Assurance vie

Ageas mise sur la personnalisation

La compagnie d’assurances lance un contrat modulable
Le souscripteur dispose d’une connaissance précise des tarifs appliqués
DR, Thierry Scheur, directeur commercial et marketing d’Ageas France

Ne payer que ce que l’on consomme, tel pourrait être le credo du nouveau contrat d’assurance vie lancé par Ageas Patrimoine, la structure exclusivement dédiée aux conseillers en gestion de patrimoine (CGP) au sein de la compagnie d’assurances Ageas France.

Un contrat modulable.

« Dans une assurance vie classique, quelle que soit la manière dont on est investi, on se retrouve avec une structure de frais forfaitaire qui ne tient souvent pas compte de la façon dont le souscripteur utilise son contrat  », indique Thierry Scheur, directeur commercial et marketing d’Ageas France. Le contrat myPGA se distingue à cet égard en permettant un découpage plus fin des options et de leur coût pour le souscripteur. « Nous nous sommes beaucoup inspirés du système de ’pay as you drive’ qui existe en assurance auto  », précise Thierry Scheur. Dit autrement, l’épargnant ne paie que ce qu’il utilise dans son contrat.

Des frais variables selon les choix de l’épargnant.

Le contrat myPGA est commercialisé par les partenaires CGP qui travaillent avec Ageas. La souscription du contrat et sa gestion sont dématérialisées. « C’est le CGP qui va guider son client dans les multiples choix d’option. Du contrat du montant investi sur le fonds en euros jusqu’au choix de l’univers d’unités de compte (UC), tout est paramétrable. Cette personnalisation s’accompagne d’une transparence du tarif puisqu’il s’incrémente directement au fur et à mesure du choix des options  », analyse Thierry Scheur. Par exemple, un investissement à hauteur de 30 % sur le fonds en euros sera facturé à 0,80 % de frais de gestion annuels. Si l’épargnant décide d’augmenter la part de fonds en euros à 50 %, l’assureur prendra des frais additionnels de 0,05 %. Si cette part monte à 70 %, les frais additionnels seront de 0,15 %. En matière d’investissement sur les UC, le contrat fonctionne de manière similaire.

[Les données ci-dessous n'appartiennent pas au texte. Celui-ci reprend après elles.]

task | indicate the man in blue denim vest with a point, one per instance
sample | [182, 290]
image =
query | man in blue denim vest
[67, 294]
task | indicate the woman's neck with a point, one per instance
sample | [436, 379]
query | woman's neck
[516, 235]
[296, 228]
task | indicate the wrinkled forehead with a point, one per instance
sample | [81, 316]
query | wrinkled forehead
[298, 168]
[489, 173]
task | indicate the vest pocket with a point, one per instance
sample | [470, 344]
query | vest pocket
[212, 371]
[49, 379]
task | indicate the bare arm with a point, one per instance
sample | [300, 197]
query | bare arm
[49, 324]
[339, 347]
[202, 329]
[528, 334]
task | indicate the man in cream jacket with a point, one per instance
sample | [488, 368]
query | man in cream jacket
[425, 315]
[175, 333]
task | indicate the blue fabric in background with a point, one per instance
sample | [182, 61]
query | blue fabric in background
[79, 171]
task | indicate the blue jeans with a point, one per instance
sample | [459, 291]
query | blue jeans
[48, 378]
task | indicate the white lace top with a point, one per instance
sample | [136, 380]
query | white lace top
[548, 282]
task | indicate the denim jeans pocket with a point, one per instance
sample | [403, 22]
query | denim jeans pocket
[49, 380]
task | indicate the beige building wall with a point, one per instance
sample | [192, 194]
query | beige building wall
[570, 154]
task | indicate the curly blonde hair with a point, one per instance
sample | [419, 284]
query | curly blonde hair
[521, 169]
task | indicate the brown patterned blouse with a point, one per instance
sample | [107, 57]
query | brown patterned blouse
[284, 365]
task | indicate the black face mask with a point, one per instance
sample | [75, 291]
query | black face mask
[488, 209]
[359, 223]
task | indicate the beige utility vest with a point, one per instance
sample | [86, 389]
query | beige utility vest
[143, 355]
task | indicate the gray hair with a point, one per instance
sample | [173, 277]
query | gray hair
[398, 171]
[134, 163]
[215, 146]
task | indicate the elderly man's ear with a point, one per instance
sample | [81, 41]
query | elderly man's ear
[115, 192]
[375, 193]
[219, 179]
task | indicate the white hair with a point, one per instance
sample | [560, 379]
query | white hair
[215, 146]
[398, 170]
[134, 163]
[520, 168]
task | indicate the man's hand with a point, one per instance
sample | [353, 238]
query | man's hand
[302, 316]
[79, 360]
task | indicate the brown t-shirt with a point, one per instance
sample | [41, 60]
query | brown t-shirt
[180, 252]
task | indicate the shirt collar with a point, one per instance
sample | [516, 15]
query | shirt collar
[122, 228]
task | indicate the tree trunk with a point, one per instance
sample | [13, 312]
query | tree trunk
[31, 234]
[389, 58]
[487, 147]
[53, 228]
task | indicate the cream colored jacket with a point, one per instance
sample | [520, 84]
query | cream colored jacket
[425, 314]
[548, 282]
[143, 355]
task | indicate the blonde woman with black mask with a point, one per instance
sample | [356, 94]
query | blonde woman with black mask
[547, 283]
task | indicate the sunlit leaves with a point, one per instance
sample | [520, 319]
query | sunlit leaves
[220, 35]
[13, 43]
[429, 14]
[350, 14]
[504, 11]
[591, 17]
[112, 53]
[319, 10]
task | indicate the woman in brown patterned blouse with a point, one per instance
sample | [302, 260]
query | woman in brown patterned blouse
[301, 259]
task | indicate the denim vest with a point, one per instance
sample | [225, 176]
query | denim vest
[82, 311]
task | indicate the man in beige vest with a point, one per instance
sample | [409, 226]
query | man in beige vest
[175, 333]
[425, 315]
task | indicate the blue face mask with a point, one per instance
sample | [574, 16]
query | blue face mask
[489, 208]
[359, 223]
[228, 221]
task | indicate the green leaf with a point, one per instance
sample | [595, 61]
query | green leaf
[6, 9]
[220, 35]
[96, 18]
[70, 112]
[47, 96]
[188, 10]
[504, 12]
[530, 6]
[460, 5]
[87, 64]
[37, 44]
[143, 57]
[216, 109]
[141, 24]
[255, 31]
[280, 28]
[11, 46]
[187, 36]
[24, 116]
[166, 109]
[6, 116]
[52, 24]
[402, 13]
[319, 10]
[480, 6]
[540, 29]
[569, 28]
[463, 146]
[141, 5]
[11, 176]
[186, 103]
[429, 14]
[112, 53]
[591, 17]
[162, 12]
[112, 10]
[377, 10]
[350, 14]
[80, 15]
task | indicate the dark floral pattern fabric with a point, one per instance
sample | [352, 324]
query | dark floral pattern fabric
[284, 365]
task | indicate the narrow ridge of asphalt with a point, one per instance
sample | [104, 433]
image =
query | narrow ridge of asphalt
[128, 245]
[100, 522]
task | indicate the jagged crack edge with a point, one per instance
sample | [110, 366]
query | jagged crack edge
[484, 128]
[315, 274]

Trois univers d’investissement.

Le premier univers d’investissement, qui n’occasionne aucun frais de gestion additionnels, ne permet d’accéder qu’à une cinquantaine d’UC. Le deuxième intègre un volet plus nombreux d’UC (plus de 150) alors que le dernier comprend l’intégralité des UC accessibles dans le contrat, soit plus de 800. Globalement, la mécanique générale du produit repose sur l’idée que plus le souscripteur consomme d’options et plus les frais sont élevés. « L’utilisation de ces options peut évoluer en permanence, selon les besoins du souscripteur mais ce dernier aura toujours une idée précise de ce que cela lui coûte. Dans l’univers réglementaire actuel, avec l’adoption de la directive de distribution en assurance (DDA), cette transparence tarifaire est un avantage que nous voulons mettre en avant auprès de nos partenaires car elle permet au CGP de délivrer à son client une information objective en adéquation avec son devoir de conseil », précise Thierry Scheur.

Une gestion multiprofils.

Le contrat permet également d’accéder à huit profils de gestion. Le souscripteur peut en choisir trois au sein de son contrat. Cette gestion profilée peut se cumuler avec une gestion libre. Il est même possible de panacher les investissements au sein des profils. « Nous nous sommes inspirés de ce qui se fait en la matière dans les contrats de droit luxembourgeois avec leurs différents compartiments d’investissement  », indique Thierry Scheur. Les profils sont gérés par des sociétés indépendantes reconnues. « Il a fallu pas moins d’une dizaine de réunions avec nos partenaires CGP pour finaliser myPGA. Ils sont beaucoup intervenus dans la délimitation des univers d’investissement ainsi que le choix des gérants dans la gestion multiprofil  », indique Thierry Scheur. Pour Ageas, les premiers retours sur le contrat sont très positifs. Il a engrangé une collecte de près de 100 millions d’euros seulement quatre mois après son lancement. « Il nous positionne en tant que précurseur sur le segment de la clientèle privée, adepte des solutions digitales, ainsi que sur la clientèle des ’millénials’ qui est adepte, elle, du ’do it yourself’ mais avec l’appui indispensable d’un CGP », analyse Thierry Scheur.